Richardson also spoke on the University’s bond rating — an assessment evaluating the creditworthiness of the University — explaining that it holds a AAA Bond rating from all three credit rating agencies and is one of only four public universities to do so. The three rating agencies include Moody's Investors Service, S&P Global Ratings and Fitch Ratings, and an AAA rating is the highest rating that can be given, allowing for issuers to borrow at lower costs.
“Even at a time when leading institutions are facing volatility, including health care, we still believe in the rating and our approach to managing it,” Richardson said. “Pressures [to the rating include] continued revenue growth, expense pressures [and] policy uncertainty.”
Richardson said rating agencies have a negative outlook when it comes to the ability of public universities to pay back debt.
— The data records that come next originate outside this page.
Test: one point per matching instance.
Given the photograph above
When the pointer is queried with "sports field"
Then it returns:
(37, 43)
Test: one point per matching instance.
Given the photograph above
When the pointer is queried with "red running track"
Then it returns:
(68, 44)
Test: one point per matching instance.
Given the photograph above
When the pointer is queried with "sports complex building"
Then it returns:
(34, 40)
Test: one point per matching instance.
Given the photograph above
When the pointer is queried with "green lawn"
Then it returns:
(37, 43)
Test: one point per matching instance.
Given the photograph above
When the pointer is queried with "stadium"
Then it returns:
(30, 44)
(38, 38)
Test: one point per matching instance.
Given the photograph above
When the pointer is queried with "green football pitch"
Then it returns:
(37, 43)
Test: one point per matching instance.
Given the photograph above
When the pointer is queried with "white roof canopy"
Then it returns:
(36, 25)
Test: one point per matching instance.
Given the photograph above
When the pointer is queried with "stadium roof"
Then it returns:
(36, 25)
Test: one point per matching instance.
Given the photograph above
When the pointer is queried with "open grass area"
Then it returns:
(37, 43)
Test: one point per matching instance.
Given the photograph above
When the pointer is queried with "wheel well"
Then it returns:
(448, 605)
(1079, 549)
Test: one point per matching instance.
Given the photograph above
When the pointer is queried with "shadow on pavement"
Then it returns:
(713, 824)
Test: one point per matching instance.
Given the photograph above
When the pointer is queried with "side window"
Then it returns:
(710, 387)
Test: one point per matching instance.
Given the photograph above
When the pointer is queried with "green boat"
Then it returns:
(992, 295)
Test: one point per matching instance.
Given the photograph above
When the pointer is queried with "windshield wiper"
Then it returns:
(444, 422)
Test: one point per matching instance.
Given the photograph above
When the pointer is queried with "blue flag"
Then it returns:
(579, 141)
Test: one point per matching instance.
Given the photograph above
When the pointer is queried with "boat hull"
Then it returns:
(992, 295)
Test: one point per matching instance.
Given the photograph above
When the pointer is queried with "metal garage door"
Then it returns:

She said that risks from government policy and lower enrollment rates could decrease revenue universities produce, making public universities a riskier investment.
“Moody's had a higher ed briefing … [and] they reiterated their outlook remains negative, and it's really due to the pressures the whole sector is facing,” Richardson said. “U.Va.’s AAA rating is underscored by the strength of our financial foundation [and] the discipline to maintain it.”
The University, however, is taking steps to mitigate risks, including diversifying its sources of revenue and ensuring there is a high demand for education from the University. Davis said a hypothetical downgrade in rating would have large fiscal, reputational and regulatory effects on the University and the Commonwealth.
Looking ahead, Richardson said that the University will look to utilize tax exempt financing to raise $1 billion in debt to cover future projects, including the Ivy Corridor Student Housing, the Paul and Diane Manning Institute of Biotechnology and the Fontaine Central Energy and Utility Plant.
Maurelli gave a presentation to the Committee on the Strategic Investment Fund, which provides funding to “support key initiatives of the University.” Since its establishment in 2016, the SIF has awarded $1.24 billion to the University. Its gifts have been used to fund the University’s 2030 Strategic Plan and to support professorships and research.
The Finance Committee will reconvene during the regularly scheduled September Board meetings Sept. 16-19.